Since the late 1980s, Barker and his Southampton colleagues have argued that undernourishment in the uterus can permanently "reset" the physiology of a fetus so that it is more vulnerable to heart disease in later life.

George Davey Smith of the University of Bristol was not convinced. "I thought small babies were just born into a disadvantaged world—they'd get less education, worse jobs, and they'd smoke more," he says. Now he has changed his mind. "When we analyzed our data, we could not get rid of the effect of low birth weight. There's clearly something important going on."

Davey Smith, Stephen Frankel and others at Bristol, with their colleagues at the Medical Research Council's Epidemiology Unit at Landough Hospital in Penarth, Wales, and at Queen's University, Belfast, spent 10 years monitoring more than 1200 men in Caerphilly, Wales, aged between 45 and 59 whose birth weights had been recorded. They found heart disease was much more common in the men with low birth weight. Conventional risk factors for heart disease—such as lower social class, blood cholesterol levels, blood pressure or even smoking—could not explain away the effect of low birth weight.

But the team did find that people who were born small and the grow fat in middle age had the strongest risk of heart disease. Resetting the body's physiology a second time by becoming obese, they argue, may increase the risk of heart attack. Small babies who stayed slim as adults did not seem to be any more susceptible than those of normal birth weight.

Barker accepts the main finding of the study, but not the idea that later obesity is what harms underweight babies. His team's own investigation of heart disease in South India found no difference in body mass between those with heart disease and those without. The group with the highest rate of heart disease had weighed 2.5 kilograms or less at birth, and the group with the lowest rate had weighed 2.1 kilograms or more at birth, irrespective of adult weight.
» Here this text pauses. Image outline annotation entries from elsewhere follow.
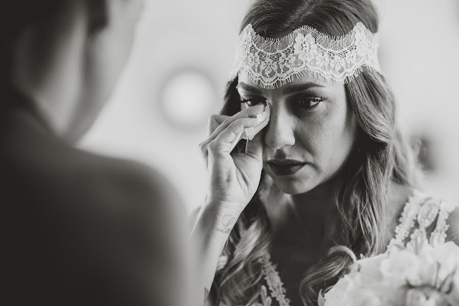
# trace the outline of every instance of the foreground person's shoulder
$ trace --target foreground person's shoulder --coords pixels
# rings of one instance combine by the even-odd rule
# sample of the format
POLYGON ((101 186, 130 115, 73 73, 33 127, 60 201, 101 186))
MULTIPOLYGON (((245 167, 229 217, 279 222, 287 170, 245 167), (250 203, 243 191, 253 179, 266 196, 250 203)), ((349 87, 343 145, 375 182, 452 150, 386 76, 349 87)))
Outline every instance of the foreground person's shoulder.
POLYGON ((446 231, 446 241, 452 241, 459 245, 459 205, 457 203, 450 202, 454 207, 450 213, 446 224, 448 226, 446 231))

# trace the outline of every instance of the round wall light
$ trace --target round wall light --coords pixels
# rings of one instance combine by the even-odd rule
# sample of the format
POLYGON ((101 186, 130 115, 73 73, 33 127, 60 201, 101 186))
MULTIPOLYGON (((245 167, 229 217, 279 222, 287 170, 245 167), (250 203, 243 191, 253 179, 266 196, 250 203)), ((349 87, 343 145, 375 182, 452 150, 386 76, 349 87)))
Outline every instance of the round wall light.
POLYGON ((197 130, 207 125, 217 105, 215 91, 205 74, 196 70, 181 70, 166 80, 159 101, 166 119, 174 128, 197 130))

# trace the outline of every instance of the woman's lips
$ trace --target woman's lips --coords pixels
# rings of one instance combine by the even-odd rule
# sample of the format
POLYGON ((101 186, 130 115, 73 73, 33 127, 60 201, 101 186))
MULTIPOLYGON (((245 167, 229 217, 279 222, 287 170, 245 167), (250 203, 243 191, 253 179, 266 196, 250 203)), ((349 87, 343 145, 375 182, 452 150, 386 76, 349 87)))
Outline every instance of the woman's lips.
POLYGON ((291 175, 298 172, 306 163, 299 161, 278 163, 268 162, 268 164, 276 175, 291 175))

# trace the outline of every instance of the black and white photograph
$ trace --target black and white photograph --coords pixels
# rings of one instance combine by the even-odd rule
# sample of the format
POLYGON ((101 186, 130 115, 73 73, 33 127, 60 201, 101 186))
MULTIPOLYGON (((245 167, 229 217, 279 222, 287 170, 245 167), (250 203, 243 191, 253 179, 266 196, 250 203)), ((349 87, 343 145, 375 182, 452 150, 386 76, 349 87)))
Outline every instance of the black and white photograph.
POLYGON ((2 304, 459 306, 457 0, 0 6, 2 304))

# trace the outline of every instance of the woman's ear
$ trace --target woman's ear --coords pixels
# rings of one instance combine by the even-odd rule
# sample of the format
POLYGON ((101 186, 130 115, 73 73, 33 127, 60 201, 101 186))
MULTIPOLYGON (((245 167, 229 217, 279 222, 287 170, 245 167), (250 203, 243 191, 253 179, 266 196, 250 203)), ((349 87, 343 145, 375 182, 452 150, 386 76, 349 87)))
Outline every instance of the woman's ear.
POLYGON ((109 21, 109 0, 86 0, 89 34, 103 29, 109 21))

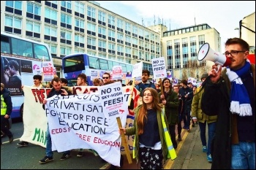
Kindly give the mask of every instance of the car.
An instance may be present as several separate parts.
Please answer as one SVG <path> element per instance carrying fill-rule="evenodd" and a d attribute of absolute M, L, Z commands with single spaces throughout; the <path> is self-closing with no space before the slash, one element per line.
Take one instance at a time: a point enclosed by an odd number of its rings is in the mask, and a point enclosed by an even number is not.
<path fill-rule="evenodd" d="M 8 118 L 8 122 L 6 125 L 6 127 L 8 128 L 8 129 L 11 129 L 12 128 L 12 117 L 11 116 L 9 116 L 9 118 Z"/>
<path fill-rule="evenodd" d="M 8 118 L 7 123 L 5 125 L 5 127 L 7 128 L 8 129 L 11 129 L 12 124 L 12 117 L 10 116 Z M 5 136 L 4 133 L 1 131 L 1 137 L 4 137 L 4 136 Z"/>

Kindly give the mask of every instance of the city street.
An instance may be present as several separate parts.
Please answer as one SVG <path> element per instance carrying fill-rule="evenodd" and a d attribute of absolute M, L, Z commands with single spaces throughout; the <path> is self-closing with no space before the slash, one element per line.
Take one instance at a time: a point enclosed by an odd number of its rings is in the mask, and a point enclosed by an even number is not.
<path fill-rule="evenodd" d="M 200 138 L 198 125 L 191 128 L 189 133 L 182 130 L 182 141 L 178 143 L 176 150 L 177 158 L 168 160 L 165 169 L 210 169 L 211 163 L 206 160 L 206 154 L 202 152 L 202 144 Z M 45 149 L 35 144 L 29 144 L 28 147 L 20 147 L 20 137 L 23 134 L 23 124 L 22 122 L 13 123 L 11 129 L 14 134 L 14 141 L 9 144 L 8 137 L 2 138 L 3 144 L 1 146 L 1 169 L 105 169 L 110 165 L 102 161 L 99 156 L 94 156 L 90 152 L 86 152 L 84 156 L 78 158 L 76 150 L 71 152 L 71 158 L 61 161 L 62 153 L 54 152 L 53 162 L 40 164 L 39 161 L 45 154 Z M 207 130 L 206 130 L 207 131 Z M 207 135 L 206 135 L 207 136 Z M 136 161 L 132 159 L 132 163 L 129 164 L 126 156 L 124 166 L 121 169 L 138 169 Z"/>
<path fill-rule="evenodd" d="M 64 161 L 60 160 L 62 153 L 55 152 L 53 161 L 40 164 L 39 160 L 45 155 L 44 147 L 33 144 L 20 147 L 17 144 L 23 132 L 23 123 L 13 123 L 11 131 L 14 134 L 11 144 L 8 137 L 1 139 L 1 169 L 104 169 L 106 164 L 99 156 L 94 156 L 91 152 L 86 152 L 83 157 L 78 158 L 77 151 L 72 151 L 71 158 Z"/>

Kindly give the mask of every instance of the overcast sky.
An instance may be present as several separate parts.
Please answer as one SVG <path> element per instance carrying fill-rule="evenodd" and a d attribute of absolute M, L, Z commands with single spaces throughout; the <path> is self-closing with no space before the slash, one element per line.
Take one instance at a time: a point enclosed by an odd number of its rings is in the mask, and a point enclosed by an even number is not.
<path fill-rule="evenodd" d="M 228 38 L 238 37 L 239 20 L 255 12 L 255 1 L 96 1 L 100 7 L 145 26 L 161 23 L 173 30 L 207 23 L 222 38 L 222 49 Z"/>

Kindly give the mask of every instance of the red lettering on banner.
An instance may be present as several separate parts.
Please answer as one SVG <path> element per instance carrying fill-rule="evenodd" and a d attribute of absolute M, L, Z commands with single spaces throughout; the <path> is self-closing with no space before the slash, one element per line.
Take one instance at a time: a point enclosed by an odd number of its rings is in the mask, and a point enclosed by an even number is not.
<path fill-rule="evenodd" d="M 61 133 L 65 133 L 65 132 L 69 132 L 70 131 L 70 128 L 53 128 L 51 130 L 51 134 L 58 134 Z"/>
<path fill-rule="evenodd" d="M 31 90 L 32 90 L 32 93 L 34 94 L 36 102 L 38 102 L 38 101 L 39 101 L 39 102 L 40 104 L 42 104 L 42 101 L 44 100 L 44 98 L 45 97 L 45 89 L 36 88 L 36 89 L 31 89 Z M 38 100 L 37 100 L 37 98 L 38 98 Z"/>
<path fill-rule="evenodd" d="M 82 140 L 87 141 L 87 142 L 91 142 L 91 136 L 87 136 L 87 135 L 85 135 L 85 134 L 76 134 Z"/>

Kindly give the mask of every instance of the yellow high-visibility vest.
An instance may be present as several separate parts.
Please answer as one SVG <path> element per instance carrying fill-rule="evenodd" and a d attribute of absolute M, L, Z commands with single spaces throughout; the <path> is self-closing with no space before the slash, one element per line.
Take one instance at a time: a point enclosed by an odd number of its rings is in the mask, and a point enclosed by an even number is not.
<path fill-rule="evenodd" d="M 170 158 L 171 160 L 174 160 L 175 158 L 177 158 L 177 155 L 176 155 L 176 152 L 175 151 L 175 149 L 173 147 L 173 142 L 170 140 L 170 136 L 169 131 L 168 131 L 167 126 L 166 126 L 164 115 L 165 115 L 165 109 L 162 109 L 162 114 L 161 114 L 161 120 L 162 120 L 162 127 L 163 127 L 164 132 L 165 132 L 164 138 L 165 138 L 165 142 L 167 144 L 167 148 L 168 150 L 167 158 Z M 133 150 L 132 150 L 132 158 L 136 158 L 136 156 L 135 156 L 135 141 L 136 141 L 136 136 L 135 136 L 135 139 L 133 141 Z"/>
<path fill-rule="evenodd" d="M 3 95 L 1 95 L 1 115 L 5 115 L 7 111 L 7 105 L 4 102 Z"/>
<path fill-rule="evenodd" d="M 173 142 L 170 140 L 170 136 L 169 131 L 168 131 L 167 126 L 166 126 L 164 115 L 165 115 L 165 109 L 162 109 L 162 114 L 161 114 L 161 119 L 162 119 L 162 127 L 163 127 L 164 131 L 165 131 L 164 137 L 165 137 L 165 142 L 167 144 L 167 148 L 168 150 L 167 158 L 170 158 L 171 160 L 174 160 L 175 158 L 177 158 L 177 155 L 176 155 L 176 152 L 175 151 L 175 149 L 173 147 Z"/>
The people whose mothers were underweight during pregnancy also had an increased risk. "Heart disease in India is not about poor, impoverished men becoming fat," he says.

Researchers have known for a while that babies who are thin at birth face an increased risk of developing diabetes and having high blood pressure—both clear risk factors for heart disease. And pregnant rats fed a low-protein diet give birth to pups with high blood pressure. But Barker suspects that these risk factors are really just secondary consequences of a more general shift in metabolism caused by fetal undernourishment.